Some services, particularly those that have to perform complex operations (usually SQL services), have greater resource requirements than others. So the "homogeneous servers" requirement seems practically implausible to me, at least from a cost-optimization standpoint.
It doesn't seem reasonable to me that we should allocate Big Hardware to, say, an nginx HTTP proxy, just to make it possible (no matter how unlikely) to also host a MySQL container on it at some point in the future.
The homogeneous server recommendation is based on experience running tens of thousands of containers (mixed application and database containers) in production. In that case, when you have lots more containers than you have servers, it makes sense to allow a system which can automatically distribute the load across those machines to do so, and getting the scheduling right for that automatic load distribution is easier with relatively (although not necessarily exactly) homogeneous machines.
Of course, every deployment is different, and I'm not categorically saying "never have dedicated database hardware", just "clustering with automatic load balancing is easier with homogeneous hardware". :)
The sweet spot for a server is pretty large: 16-20 cores and 256-384 GB RAM. This could run one MySQL or a lot of Nginxen. I/O is a little harder since you might not want to pay for a million IOPS in every server.
There seems to be a false assumption here that OSes and hardware scale linearly, such that 16 nginx containers would run as efficiently on one physical server as they would run on 16 separate smaller servers.
Or that 10Gb Ethernet, which you'd want if you were making such a large number of services co-resident, is common among cloud providers. Open VSwitch can barely handle 1GbE with a high TCP session setup/teardown rate as it is.
Also, the elephant in the room that the linked discussion has also avoided (just like every other container-based platform discussion, sigh) is service performance. How do you propose to optimize I/O latency in particular?

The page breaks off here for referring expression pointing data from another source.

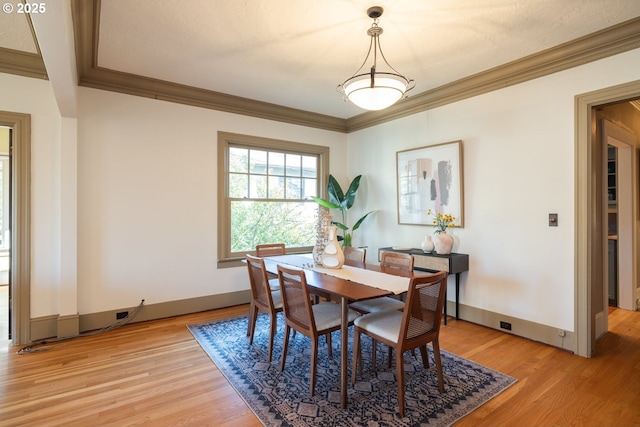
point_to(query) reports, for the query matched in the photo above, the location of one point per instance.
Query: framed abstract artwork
(430, 178)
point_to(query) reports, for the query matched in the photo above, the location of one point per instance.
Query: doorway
(5, 233)
(615, 123)
(18, 240)
(590, 230)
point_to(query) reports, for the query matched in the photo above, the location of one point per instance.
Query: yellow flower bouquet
(441, 221)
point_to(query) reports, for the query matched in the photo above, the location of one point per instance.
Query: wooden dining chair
(414, 327)
(263, 299)
(271, 249)
(311, 320)
(390, 262)
(355, 257)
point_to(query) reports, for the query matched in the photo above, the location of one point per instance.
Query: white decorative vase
(332, 256)
(443, 243)
(427, 245)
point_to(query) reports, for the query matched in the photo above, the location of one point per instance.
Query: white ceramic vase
(443, 243)
(427, 245)
(332, 256)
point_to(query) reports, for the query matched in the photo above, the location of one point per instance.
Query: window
(265, 188)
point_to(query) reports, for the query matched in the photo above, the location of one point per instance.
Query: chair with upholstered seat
(414, 327)
(263, 299)
(311, 320)
(355, 257)
(390, 262)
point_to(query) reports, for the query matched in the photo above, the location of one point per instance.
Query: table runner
(377, 279)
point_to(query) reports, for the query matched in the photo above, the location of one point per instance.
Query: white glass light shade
(387, 90)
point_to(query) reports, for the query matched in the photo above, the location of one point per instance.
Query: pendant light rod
(375, 90)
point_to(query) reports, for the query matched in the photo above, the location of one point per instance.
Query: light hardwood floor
(155, 374)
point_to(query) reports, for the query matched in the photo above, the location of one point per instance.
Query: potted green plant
(342, 202)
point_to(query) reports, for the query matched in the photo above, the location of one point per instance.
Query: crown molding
(86, 17)
(602, 44)
(22, 63)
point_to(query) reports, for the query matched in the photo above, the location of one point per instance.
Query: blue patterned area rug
(283, 398)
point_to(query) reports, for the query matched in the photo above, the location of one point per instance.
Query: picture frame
(430, 177)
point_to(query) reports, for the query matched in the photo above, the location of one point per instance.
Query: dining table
(346, 284)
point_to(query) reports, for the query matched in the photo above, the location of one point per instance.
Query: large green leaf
(335, 192)
(357, 224)
(350, 197)
(325, 203)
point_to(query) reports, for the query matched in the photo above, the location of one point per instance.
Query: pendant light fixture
(375, 89)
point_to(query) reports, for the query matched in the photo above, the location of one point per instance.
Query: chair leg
(285, 347)
(436, 356)
(272, 334)
(314, 361)
(356, 356)
(400, 380)
(251, 327)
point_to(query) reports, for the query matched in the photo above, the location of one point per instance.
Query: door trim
(20, 224)
(587, 230)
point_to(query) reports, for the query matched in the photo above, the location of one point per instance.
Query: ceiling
(293, 53)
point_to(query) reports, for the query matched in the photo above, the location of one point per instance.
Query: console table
(453, 263)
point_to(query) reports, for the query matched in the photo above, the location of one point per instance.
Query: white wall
(519, 155)
(148, 197)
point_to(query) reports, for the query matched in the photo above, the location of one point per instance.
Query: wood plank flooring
(155, 374)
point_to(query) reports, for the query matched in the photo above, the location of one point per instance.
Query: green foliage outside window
(270, 192)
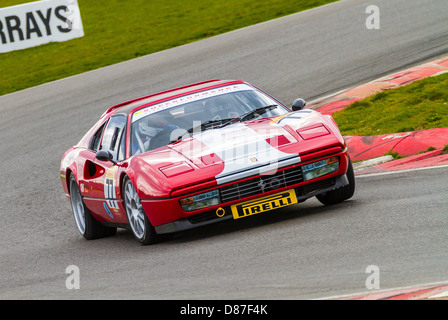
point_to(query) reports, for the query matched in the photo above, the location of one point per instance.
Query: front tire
(141, 227)
(87, 225)
(341, 194)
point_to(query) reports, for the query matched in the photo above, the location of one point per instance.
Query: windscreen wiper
(257, 110)
(210, 124)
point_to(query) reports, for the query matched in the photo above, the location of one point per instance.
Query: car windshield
(158, 125)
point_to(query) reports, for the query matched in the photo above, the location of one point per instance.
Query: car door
(100, 177)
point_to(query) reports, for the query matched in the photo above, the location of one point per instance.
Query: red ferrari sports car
(200, 154)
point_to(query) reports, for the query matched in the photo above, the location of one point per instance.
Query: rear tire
(87, 225)
(341, 194)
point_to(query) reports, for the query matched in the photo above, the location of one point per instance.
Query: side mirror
(104, 155)
(298, 104)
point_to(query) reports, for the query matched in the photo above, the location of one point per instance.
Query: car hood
(222, 155)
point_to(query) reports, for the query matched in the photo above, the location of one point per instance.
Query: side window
(96, 139)
(112, 135)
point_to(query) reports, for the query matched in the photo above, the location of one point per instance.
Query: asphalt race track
(397, 222)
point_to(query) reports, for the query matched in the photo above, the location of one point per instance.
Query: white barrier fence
(36, 23)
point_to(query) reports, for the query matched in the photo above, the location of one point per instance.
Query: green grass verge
(418, 106)
(117, 30)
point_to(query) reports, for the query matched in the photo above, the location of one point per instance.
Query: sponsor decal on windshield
(186, 99)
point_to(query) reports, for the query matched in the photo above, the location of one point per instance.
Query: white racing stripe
(244, 151)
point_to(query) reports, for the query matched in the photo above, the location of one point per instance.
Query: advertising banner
(35, 23)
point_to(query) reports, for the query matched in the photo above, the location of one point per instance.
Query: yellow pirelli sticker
(275, 201)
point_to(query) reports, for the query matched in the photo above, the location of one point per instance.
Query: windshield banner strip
(189, 98)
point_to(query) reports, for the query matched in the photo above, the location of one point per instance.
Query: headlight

In HybridCluster we did I/O based load balancing. IOW, the primary metric used to decide when to juggle a container onto a less loaded machine was the aggregate disk busy % on the ZFS pool. This kept disk-bound workloads nice and fast in general - if a database starts hammering the disk, the system will automatically "make room" for it, by moving some other busy containers on that machine off to quieter machines.
We'd likely do something similar - eventually - with Flocker. :)
Anyway, with all the interesting container and deployment technology that's come out in the last few years, I get the feeling we're at the verge of something wonderful.
All the system configuration and applications under version control... Slinging around huge amounts of data using btrfs snapshots... SDN... It seems only a matter of time before entire deployments are completely reproducible. From top to bottom.